L’efficacité du système dépend du bâtiment qui en bénéficie: 1 m2 de panneau chauffera moins de 2 m2 de surface s’il est vieux et mal isolé, mais 5 m2 s’il répond aux dernières normes. L’installation dépend d’une pompe pour la circulation de l’eau, en produisant toutefois 4 à 5 fois plus d’énergie que l’électricité qu’elle consomme.

«J’aime beaucoup l’idée d’exploiter le potentiel énergétique du bâti souterrain», indique Eric Plan, secrétaire général de l’organisation CleantechAlps et membre du jury du Prix SUD. «La géothermie est aujourd’hui le parent pauvre de la transition énergétique et la technologie d’Enerdrape permet de la replacer dans le débat», relève-t-il.

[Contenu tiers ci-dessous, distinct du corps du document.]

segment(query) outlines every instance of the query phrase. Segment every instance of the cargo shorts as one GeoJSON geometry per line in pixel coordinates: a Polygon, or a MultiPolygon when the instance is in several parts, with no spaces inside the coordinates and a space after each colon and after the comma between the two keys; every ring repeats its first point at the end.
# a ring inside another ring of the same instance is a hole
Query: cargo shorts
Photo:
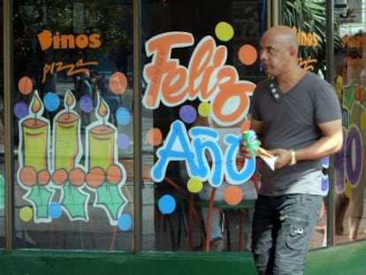
{"type": "Polygon", "coordinates": [[[252,251],[261,275],[300,275],[319,217],[323,196],[259,195],[253,218],[252,251]]]}

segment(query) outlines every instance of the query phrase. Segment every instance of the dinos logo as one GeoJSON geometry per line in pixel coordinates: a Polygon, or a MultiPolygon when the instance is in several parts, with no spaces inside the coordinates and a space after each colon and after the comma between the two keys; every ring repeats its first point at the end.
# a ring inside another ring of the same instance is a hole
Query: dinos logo
{"type": "Polygon", "coordinates": [[[102,45],[100,34],[61,34],[56,32],[54,34],[49,30],[43,30],[38,34],[38,42],[42,50],[53,49],[96,49],[102,45]]]}

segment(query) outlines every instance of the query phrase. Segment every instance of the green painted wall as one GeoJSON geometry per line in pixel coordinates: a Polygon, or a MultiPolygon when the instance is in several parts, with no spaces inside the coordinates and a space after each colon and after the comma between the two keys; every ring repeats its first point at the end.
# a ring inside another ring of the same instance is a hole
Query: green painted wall
{"type": "MultiPolygon", "coordinates": [[[[311,251],[305,275],[366,274],[366,241],[311,251]]],[[[0,275],[256,274],[250,254],[12,251],[0,255],[0,275]]]]}

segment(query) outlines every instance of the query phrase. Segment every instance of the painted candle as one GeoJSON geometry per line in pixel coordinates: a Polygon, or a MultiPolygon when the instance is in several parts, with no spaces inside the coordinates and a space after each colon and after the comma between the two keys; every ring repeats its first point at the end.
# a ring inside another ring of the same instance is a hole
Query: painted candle
{"type": "Polygon", "coordinates": [[[80,117],[73,111],[70,111],[75,106],[75,97],[72,92],[67,91],[64,102],[66,110],[55,117],[55,170],[64,168],[70,172],[75,167],[75,160],[79,154],[80,117]]]}
{"type": "Polygon", "coordinates": [[[35,171],[49,170],[49,134],[50,122],[44,118],[36,118],[38,112],[42,113],[43,105],[34,91],[30,104],[30,112],[34,118],[26,118],[21,122],[23,130],[23,166],[31,166],[35,171]]]}
{"type": "MultiPolygon", "coordinates": [[[[108,107],[103,99],[97,109],[97,116],[102,119],[108,118],[108,107]]],[[[101,167],[104,171],[114,164],[114,150],[116,142],[116,129],[101,121],[88,131],[89,142],[89,167],[101,167]]]]}

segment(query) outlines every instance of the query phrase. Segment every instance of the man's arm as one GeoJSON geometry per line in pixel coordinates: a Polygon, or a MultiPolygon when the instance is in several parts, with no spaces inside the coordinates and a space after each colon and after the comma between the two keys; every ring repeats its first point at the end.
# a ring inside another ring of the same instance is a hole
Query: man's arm
{"type": "MultiPolygon", "coordinates": [[[[296,161],[319,159],[338,152],[343,144],[343,128],[341,119],[325,122],[318,125],[323,136],[313,144],[295,150],[296,161]]],[[[277,149],[271,150],[278,158],[275,168],[287,165],[291,160],[289,149],[277,149]]]]}

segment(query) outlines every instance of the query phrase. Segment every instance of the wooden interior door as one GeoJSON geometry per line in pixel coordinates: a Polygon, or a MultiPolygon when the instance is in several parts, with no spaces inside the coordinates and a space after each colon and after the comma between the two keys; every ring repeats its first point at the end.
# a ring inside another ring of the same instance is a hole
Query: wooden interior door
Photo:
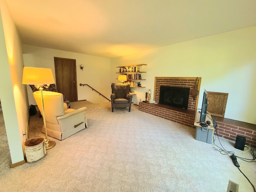
{"type": "Polygon", "coordinates": [[[77,101],[76,60],[54,57],[54,65],[58,92],[70,102],[77,101]]]}

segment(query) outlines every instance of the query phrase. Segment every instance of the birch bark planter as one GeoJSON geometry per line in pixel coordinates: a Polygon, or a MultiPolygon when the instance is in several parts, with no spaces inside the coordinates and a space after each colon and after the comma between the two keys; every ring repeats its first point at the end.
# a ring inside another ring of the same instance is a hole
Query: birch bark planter
{"type": "Polygon", "coordinates": [[[24,148],[27,162],[32,163],[44,158],[46,154],[44,138],[35,137],[26,141],[24,148]]]}

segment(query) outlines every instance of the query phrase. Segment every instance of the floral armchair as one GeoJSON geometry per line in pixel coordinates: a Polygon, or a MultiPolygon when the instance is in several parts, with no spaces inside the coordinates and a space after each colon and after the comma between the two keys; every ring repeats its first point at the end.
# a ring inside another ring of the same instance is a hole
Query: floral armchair
{"type": "Polygon", "coordinates": [[[112,112],[114,108],[129,108],[129,112],[131,110],[132,96],[129,94],[130,85],[126,84],[112,83],[111,84],[112,94],[111,107],[112,112]]]}

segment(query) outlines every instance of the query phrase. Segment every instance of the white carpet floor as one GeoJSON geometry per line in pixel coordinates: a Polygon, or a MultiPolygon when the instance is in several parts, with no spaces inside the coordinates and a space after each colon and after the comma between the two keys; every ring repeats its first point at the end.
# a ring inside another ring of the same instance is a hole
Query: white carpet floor
{"type": "MultiPolygon", "coordinates": [[[[0,191],[226,192],[230,180],[239,185],[240,192],[253,191],[229,156],[195,139],[195,129],[134,105],[130,112],[112,112],[110,102],[71,103],[74,109],[84,106],[88,128],[62,141],[49,137],[56,144],[44,158],[12,168],[0,113],[0,191]]],[[[38,116],[30,116],[30,138],[44,137],[38,116]]],[[[220,140],[226,150],[243,152],[234,142],[220,140]]],[[[237,155],[252,158],[250,152],[237,155]]],[[[238,161],[256,186],[256,163],[238,161]]]]}

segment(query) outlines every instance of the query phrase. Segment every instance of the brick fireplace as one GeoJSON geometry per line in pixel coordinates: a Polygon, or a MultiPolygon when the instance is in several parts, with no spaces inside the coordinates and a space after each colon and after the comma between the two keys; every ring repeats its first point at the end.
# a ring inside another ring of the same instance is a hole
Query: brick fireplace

La start-up a trouvé un sous-traitant en Italie susceptible de produire ses ardoises en quantité. Elles sont plus légères que leurs cousines photovoltaïques, sans métaux rares et faciles à installer. Enerdrape veut étoffer ses forces commerciales, recherche des installateurs pour déployer ses panneaux et discute avec des premiers clients, en Suisse et à l’international. Le marché est immense, selon Enerdrape, qui estime à 50 millions de m² la surface de parkings souterrains en Europe.

«Un fort potentiel»

«Enerdrape a une approche innovante et un fort potentiel. Toute start-up reste à risque dans les premières années, car il existe beaucoup de limites, telles que le temps, les ressources humaines et financières. Mais Enerdrape a un bon alignement projet-équipe-marché, qu’il est important de continuer à consolider pour concrétiser son potentiel», estime Caroline Coquerel, une coach accréditée par Innosuisse, qui accompagne Enerdrape.

Enerdrape planche désormais sur des panneaux plus légers, de 8 kg contre plus de 15 pour ceux de Sébeillon, tout en optimisant les rendements des installations et des liaisons avec les pompes à chaleur, notamment en accolant davantage les panneaux.

«Les défis pour contenir le changement climatique sont immenses, mais quand je vois les solutions qui émergent, ça m’incite à être confiante», indique Margaux Peltier. «Il faut néanmoins accélérer leur déploiement, et vite», conclut-elle.